Want to go back here! Sutro Baths, just outside San Fran |
Just a few random thoughts for ye old blog before bed tonight. Firstly, I am SO grateful and happy to be here. I am enjoying this place, spending time with my boys, and focusing on "real" life SO much. Not gonna lie; it has been HARD. It took us so long to find jobs that we're still fighting money issues right now, but we're s l o w l y getting on track. I'm trying to reach out and make some friends. I almost made it to the ladies night church activity, but I allowed the long work day to be my excuse not to go. I'm thinking about making the effort to get out and be social, hard as that is for me.
It's actually been a welcome break and a nice relief to step away from the horse world for a few months. I honestly haven't thought much about them in the time we've been here. I definitely don't miss the hustle and bustle of the WORK part of it, but I am starting to miss just the simplicity of BEING with horses and smelling/touching them. I reached out to a local big name event trainer tonight to see if she minded if I stopped in to watch a lesson or 2. I would like to slowly ease my way back into it, just watch some lessons, maybe find an event to volunteer at. Then, maybe find a ride. I'm not pushing anything, like I said, the break has been good for me. When you own a horse, ALL your thoughts are obsessed on shows, money for lessons and clinics, new tack, shoes, vet bills, etc. It's nice to not have to worry about that farrier bill or vet bill ... it's stressful! And plus, I worked SO hard just to be able to (barely) afford my horse, it's so weird to work a 4 day week behind a desk; I feel like a slacker!
Great message on disciplining your kids at church today. Makes me realize I can indeed take SOME credit for how awesome my child is, because even though his personality is amazing, my husband and I have NEVER allowed him to get away with anything. From a young age, we had expectations of our son. He has to clean his room, be respectful, sit still, and generally not be a heathen. He is currently one of the most amazing, respectful, kind hearted, and awesome 11 year olds I know. I'm glad we had the sense to set boundaries and have expectations back when he was 2, so now as he begins to transition to teenager, I'm confident he will not resort to sullen teenage boy antics.
Once again, I am having issues with a REALLY (bad) sore ab muscle.

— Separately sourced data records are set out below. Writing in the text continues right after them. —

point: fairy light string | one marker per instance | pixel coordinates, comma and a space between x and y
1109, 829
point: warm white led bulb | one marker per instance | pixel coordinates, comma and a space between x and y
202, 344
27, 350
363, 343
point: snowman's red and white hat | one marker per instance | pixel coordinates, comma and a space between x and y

I felt it in my obliques about a month ago; my side hurt so bad I literally would have gone to the emergency room if we'd had the money. After about 3 days of pretty bad pain, I came to the conclusion that it was muscle strain, and I just took things REALLY easy. This time, it's front and center, the top abs. They HURT, and not in a good way. DANG! That's definitely the biggest disadvantage to moving from a very physical job to a desk job, and exercising every day. I need to be more careful and do a longer warmup than I have been. Strained muscles hurt! And they're counter productive; I don't feel like I can do my T-25 at all this week; I need to take the week off so I don't REALLY hurt myself :( I'm actually thinking about breaking out the Insanity workout of "core cardio and balance", which is a normal length 43 minute Insanity workout, but one that's lower impact than even the typical T25 workout. I think I will just do the T25 "stretch" video tomorrow, then try CC and B on Tuesday and see how I feel. I've got skinny jeans to fit into!:)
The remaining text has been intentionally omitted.